Die Türglocke läutete, und zwei ältere Damen betraten das Geschäft. Während Billy sie bediente, führte Holly mich durch den Perlenvorhang zu den Wohnräumen hinter dem Laden.

»Die hinteren Zimmer sind unsere«, erklärte sie. Ich folgte ihr durch die Tür in einen kleinen Flur. Gleich rechts neben uns lag ein Wohnzimmer mit einem breiten Dreiersofa, einem kleineren Zweiersofa, zwei Sesseln, einem Glastisch und zwei Stehlampen.

»Das hier ist Billys Schlafzimmer«, sagte sie und wies mit einer Kopfbewegung auf das erste Zimmer links. »Es ist einfacher für ihn, das Zimmer gleich hinter dem Laden zu haben. Das Zimmer nebenan ist meines, und du kannst das Zimmer gegenüber haben«, sagte sie und öffnete die Tür.

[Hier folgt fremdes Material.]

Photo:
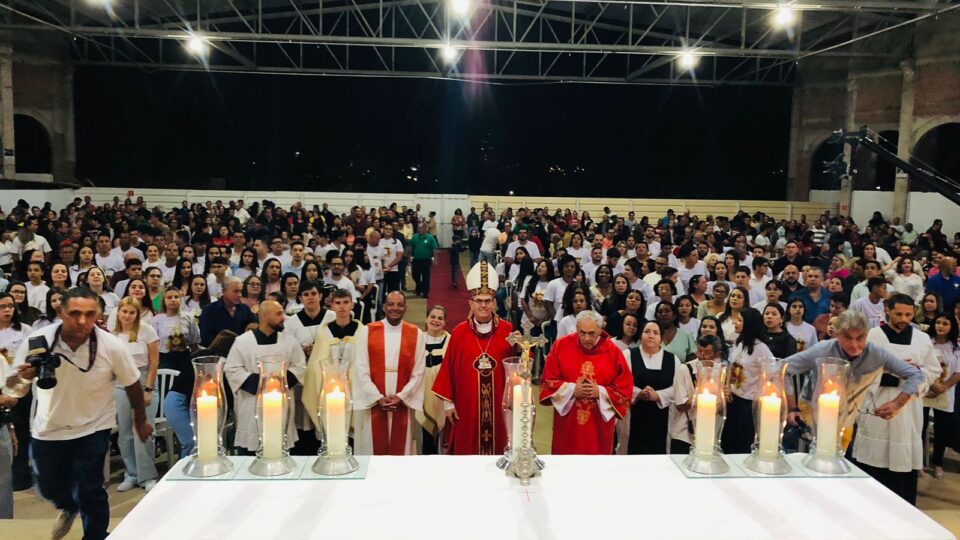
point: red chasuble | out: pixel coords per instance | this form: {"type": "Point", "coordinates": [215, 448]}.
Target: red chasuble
{"type": "Point", "coordinates": [471, 376]}
{"type": "Point", "coordinates": [583, 430]}
{"type": "Point", "coordinates": [387, 441]}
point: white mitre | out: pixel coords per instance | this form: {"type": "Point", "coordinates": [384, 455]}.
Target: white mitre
{"type": "Point", "coordinates": [482, 279]}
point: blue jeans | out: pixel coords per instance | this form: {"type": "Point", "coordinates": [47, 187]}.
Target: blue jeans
{"type": "Point", "coordinates": [70, 475]}
{"type": "Point", "coordinates": [176, 407]}
{"type": "Point", "coordinates": [137, 455]}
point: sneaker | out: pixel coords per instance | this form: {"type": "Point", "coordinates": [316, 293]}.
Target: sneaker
{"type": "Point", "coordinates": [63, 524]}
{"type": "Point", "coordinates": [127, 485]}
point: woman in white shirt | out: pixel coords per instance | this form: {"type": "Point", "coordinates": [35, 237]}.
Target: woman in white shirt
{"type": "Point", "coordinates": [177, 330]}
{"type": "Point", "coordinates": [144, 346]}
{"type": "Point", "coordinates": [942, 394]}
{"type": "Point", "coordinates": [745, 356]}
{"type": "Point", "coordinates": [97, 282]}
{"type": "Point", "coordinates": [906, 281]}
{"type": "Point", "coordinates": [802, 331]}
{"type": "Point", "coordinates": [575, 299]}
{"type": "Point", "coordinates": [52, 314]}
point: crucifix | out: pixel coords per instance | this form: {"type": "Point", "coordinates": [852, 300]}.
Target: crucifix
{"type": "Point", "coordinates": [526, 342]}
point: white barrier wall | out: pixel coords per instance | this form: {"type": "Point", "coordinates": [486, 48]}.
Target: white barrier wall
{"type": "Point", "coordinates": [922, 208]}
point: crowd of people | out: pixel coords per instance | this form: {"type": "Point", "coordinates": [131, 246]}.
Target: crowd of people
{"type": "Point", "coordinates": [628, 306]}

Es war ein sehr kleines Zimmer, mit einem einzigen Fenster nach hinten hinaus. Zu sehen gab es nicht gerade viel: nur eine schmale Gasse, die der Müllabfuhr als Zufahrtsweg diente, und einen kleinen umzäunten Bereich für einen Hund aus der Nachbarschaft. Der Hund hielt sich im Moment in seiner Hundehütte auf, und nur seine großen schwarzen Pfoten waren zu sehen. Vor dem Fenster hingen hellbraune Baumwollgardinen, und auf den Fensterladen waren eine Mondsichel und ein Stern gemalt. Auf dem Nachttisch stand eine große, kugelförmige zartviolette Kerze. Auf dem Bett aus dunklem Kiefernholz lagen eine hellbraune Steppdecke und farblich darauf abgestimmte Kissen. Mit seinem ockerfarbenen Teppich, den Wänden, die dunkelrosa gestrichen waren, der Lampe, dem Schaukelstuhl, dem Tischchen und der passenden Kommode aus dunklem Kiefernholz machte das Zimmer einen sehr gemütlichen Eindruck. In der Ecke über dem Stuhl hingen Glöckchen, die sich im Moment fast gar nicht bewegten.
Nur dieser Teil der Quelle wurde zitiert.